Prompt: Ryland Grace is the sole survivor on a desperate, last-chance mission in space–and if he fails, humanity and the earth itself will perish.

Except that right now, he doesn’t know that. He can’t even remember his own name, let alone the nature of his assignment or how to complete it. All he knows is that he’s been asleep for a very, very long time. And he’s just been awakened to find himself millions of miles from home, with nothing but two corpses for company. MAJOR SPOILERS AHEAD! Please be warned.

 

Wow. Okay. Remember The Martian? Remember how there was this mission to Mars and this astronaut, Mark Watney is presumed dead so the crew sets their course back to earth. Except that, Mark Watney is not dead! He is stranded on Mars… Great news, we now have another book from the same author and I do think the guy loves the “except that”. 

I squealed from happiness when I saw Audible recommending me this title. No one creates hopeless scenarios and unlikely heroes quite like Mr.Weir. In Project Hail Mary, we are introduced to Ryland Grace. Except that, at the moment he does not quite remember his name. He wakes up from a coma and comes to realize that something is peculiarly off with his surroundings. And that the gravity seems a bit off.
We soon learn that Grace has been sent into space on a desperate mission to save earth from sun sucking space algea! 

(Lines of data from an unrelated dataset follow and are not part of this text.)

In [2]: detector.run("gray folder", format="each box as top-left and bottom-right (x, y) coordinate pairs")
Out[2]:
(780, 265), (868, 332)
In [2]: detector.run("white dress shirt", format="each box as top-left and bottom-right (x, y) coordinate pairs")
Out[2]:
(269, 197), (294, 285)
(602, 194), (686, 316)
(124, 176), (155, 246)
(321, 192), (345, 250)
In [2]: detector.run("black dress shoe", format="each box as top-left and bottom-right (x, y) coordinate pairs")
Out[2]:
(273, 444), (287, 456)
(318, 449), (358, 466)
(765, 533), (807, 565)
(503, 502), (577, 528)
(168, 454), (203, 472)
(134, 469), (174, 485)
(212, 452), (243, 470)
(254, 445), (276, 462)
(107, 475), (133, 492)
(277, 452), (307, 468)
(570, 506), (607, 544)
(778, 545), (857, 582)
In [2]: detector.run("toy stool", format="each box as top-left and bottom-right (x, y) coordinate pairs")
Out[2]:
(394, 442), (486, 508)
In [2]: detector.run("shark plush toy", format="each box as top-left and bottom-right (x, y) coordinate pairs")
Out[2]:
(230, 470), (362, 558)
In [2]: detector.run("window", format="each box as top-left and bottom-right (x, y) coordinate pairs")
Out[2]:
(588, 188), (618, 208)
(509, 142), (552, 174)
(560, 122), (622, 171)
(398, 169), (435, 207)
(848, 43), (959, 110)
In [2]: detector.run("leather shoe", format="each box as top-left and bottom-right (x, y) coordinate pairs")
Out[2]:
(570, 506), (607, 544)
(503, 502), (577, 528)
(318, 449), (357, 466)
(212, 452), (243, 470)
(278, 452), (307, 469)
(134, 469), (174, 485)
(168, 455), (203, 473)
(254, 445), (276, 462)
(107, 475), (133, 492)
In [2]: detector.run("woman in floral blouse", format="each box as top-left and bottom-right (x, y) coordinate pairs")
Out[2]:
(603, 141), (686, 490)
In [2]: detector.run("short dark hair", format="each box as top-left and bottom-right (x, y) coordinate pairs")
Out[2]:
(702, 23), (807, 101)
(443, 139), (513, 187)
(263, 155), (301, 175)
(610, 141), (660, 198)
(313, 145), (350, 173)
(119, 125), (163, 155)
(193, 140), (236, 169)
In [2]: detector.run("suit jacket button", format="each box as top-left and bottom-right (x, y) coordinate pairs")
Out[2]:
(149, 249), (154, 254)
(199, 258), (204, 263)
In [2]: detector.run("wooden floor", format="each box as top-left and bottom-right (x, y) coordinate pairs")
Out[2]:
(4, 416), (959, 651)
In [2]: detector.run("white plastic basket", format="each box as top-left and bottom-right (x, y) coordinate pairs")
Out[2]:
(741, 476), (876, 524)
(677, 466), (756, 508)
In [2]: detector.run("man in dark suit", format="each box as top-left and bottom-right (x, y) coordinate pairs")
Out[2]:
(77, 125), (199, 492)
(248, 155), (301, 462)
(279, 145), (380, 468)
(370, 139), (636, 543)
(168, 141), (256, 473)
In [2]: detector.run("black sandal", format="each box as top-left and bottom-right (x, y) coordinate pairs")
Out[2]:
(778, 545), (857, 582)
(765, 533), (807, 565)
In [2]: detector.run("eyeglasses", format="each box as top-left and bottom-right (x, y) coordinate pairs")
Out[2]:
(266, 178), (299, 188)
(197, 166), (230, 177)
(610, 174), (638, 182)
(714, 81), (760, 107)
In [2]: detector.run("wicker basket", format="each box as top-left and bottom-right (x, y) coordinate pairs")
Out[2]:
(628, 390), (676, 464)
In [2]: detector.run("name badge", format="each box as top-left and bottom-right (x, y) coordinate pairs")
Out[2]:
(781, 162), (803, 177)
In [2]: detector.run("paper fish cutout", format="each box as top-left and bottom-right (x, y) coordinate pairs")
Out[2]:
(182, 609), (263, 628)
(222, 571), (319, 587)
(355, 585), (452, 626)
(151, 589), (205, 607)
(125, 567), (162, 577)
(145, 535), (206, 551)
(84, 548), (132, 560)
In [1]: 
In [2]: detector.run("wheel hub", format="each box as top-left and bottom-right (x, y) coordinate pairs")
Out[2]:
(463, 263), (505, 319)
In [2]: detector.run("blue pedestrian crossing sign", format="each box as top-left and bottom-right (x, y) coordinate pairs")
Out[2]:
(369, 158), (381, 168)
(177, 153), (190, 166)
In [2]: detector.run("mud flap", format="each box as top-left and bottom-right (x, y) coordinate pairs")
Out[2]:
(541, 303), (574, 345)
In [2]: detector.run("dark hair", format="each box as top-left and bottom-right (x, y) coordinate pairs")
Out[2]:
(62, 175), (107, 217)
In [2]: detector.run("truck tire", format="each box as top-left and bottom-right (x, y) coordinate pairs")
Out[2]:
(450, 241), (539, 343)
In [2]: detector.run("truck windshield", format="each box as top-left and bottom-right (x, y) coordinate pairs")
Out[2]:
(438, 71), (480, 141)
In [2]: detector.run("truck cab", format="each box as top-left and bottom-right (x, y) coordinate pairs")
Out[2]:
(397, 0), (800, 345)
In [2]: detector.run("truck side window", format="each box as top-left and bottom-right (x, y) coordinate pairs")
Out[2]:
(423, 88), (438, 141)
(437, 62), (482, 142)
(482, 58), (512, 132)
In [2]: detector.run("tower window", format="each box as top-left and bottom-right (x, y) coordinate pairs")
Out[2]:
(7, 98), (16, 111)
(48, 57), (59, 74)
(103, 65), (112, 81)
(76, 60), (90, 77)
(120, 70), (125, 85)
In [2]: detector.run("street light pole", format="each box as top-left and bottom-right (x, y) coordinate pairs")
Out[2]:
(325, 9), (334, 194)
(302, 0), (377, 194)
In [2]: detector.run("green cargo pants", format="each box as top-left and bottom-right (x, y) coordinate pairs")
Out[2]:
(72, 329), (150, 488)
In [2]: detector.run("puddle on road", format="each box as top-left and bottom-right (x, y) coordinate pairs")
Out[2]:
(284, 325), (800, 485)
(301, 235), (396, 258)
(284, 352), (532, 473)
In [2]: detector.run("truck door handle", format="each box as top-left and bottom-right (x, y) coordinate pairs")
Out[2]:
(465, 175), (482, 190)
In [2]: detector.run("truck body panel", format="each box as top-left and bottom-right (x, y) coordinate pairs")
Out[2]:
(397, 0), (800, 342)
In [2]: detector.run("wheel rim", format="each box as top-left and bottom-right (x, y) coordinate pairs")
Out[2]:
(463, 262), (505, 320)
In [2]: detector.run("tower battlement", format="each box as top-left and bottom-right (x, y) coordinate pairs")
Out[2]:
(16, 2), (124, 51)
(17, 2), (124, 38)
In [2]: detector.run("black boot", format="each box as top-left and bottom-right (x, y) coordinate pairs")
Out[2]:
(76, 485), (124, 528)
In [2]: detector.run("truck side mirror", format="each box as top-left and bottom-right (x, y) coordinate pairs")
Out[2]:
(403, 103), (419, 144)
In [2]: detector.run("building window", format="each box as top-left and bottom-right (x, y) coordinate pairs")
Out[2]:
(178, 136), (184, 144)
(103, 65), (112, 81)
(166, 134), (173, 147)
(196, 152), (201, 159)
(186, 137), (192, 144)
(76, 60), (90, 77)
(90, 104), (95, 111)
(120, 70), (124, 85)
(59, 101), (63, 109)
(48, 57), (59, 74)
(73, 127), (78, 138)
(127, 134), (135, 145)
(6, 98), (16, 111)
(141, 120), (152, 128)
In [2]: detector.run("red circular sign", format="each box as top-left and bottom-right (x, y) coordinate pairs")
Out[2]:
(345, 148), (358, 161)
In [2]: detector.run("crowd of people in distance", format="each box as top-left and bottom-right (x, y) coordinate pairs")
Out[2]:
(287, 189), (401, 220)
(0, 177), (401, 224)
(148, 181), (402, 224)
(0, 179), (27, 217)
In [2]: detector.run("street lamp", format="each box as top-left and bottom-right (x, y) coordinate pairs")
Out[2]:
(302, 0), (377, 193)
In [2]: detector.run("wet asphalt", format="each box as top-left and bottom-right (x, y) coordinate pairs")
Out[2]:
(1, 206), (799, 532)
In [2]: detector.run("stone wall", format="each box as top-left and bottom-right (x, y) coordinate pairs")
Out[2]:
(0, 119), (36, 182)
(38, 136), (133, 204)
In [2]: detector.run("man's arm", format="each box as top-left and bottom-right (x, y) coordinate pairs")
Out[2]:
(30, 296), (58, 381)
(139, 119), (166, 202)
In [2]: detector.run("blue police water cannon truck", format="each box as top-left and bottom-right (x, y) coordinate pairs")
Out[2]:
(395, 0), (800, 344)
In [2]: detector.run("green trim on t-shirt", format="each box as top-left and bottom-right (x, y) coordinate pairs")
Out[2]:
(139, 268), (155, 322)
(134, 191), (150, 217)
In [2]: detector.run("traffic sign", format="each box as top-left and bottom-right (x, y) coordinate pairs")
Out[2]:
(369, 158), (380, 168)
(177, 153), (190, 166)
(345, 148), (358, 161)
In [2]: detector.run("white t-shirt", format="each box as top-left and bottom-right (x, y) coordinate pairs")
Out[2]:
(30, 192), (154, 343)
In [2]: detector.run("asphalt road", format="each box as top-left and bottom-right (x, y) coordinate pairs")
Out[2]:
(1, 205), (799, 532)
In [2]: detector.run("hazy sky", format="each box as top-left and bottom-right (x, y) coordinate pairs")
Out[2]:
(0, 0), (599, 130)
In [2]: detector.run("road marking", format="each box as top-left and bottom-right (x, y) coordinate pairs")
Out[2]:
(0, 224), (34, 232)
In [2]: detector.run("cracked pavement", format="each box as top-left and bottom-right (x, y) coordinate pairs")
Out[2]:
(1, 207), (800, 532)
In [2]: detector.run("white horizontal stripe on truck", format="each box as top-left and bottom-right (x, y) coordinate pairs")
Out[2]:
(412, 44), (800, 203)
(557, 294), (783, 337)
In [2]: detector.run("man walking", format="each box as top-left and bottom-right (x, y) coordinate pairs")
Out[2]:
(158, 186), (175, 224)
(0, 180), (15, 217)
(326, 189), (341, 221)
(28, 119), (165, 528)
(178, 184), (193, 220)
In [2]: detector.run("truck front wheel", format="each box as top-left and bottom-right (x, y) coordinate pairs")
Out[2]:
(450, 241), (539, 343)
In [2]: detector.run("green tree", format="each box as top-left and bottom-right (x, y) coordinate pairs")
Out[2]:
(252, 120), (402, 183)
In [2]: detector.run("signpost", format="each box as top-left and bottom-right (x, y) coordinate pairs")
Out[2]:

YES! Space algea! I bet you did not see that coming. And how can humans fight space algea a.k.a astrophage? It funnily enough turns out that we are not prepared as human species to deal with such things. The book has many flashbacks that play well with Grace regaining his memories from his past and how he ended up in space. Apparently, he is a high school science teacher and ended up on a space mission because he used to study molecular biology (handy for space algea). 

“I gasped. “Wait a minute! Am I a guinea pig? I’m a guinea pig!”
“No, it’s not like that,” she said.
I stared at her.
She stared at me.
I stared at her.
“Okay, it’s exactly like that,” she said.” ― Andy Weir, Project Hail Mary

I think what bugged me a bit about The Martian and Artemis was the fact that there was no alien life. And Weir has read my mind and he has delivered something very special. I am not talking about the astrophage. Weir gives us another alien race. Meet Rocky. An alien from 40 Eridani system, whose planet is also threatened by the space algea. Rocky looks like a giant spider and communicates by musical notes and works together with Grace to save humans and eridians.

“Good. Proud. I am scary space monster. You are leaky space blob.” He points to the breeder tanks. “Check tanks!” ― Andy Weir, Project Hail Mary

This book rubbed every bookish taste bud I have. A little bit of science that is written in a fun and understandable way, a lot of humor, unlikely and unwanting heroes, a bit of planet saving and the most beautiful friendship you could imagine. Heck, I want to become astrounaut now… or maybe a molecular biologist. Hmmm.

I would rate this 5+/5 stars. Crazy good. And better than The Martian so I added a plus :)

How-To Read Project Hail Mary
1.
This is a must-read for all scifi fans. I love it. I mean… how can you not love it.
2. I guess if you are here, you either mystically avoided spoilers or you have finished the book or you do not care so kills the point of my how-to section. Ah well.
3. I would warmly recommend to listen to this one on Audible because it is fun to listen to Rocky’s melodies. I do not know how that would work in paper?
4. If you love books about alien species… no need to seek any further

“This is happy! Your face opening is in sad mode. Why, question?”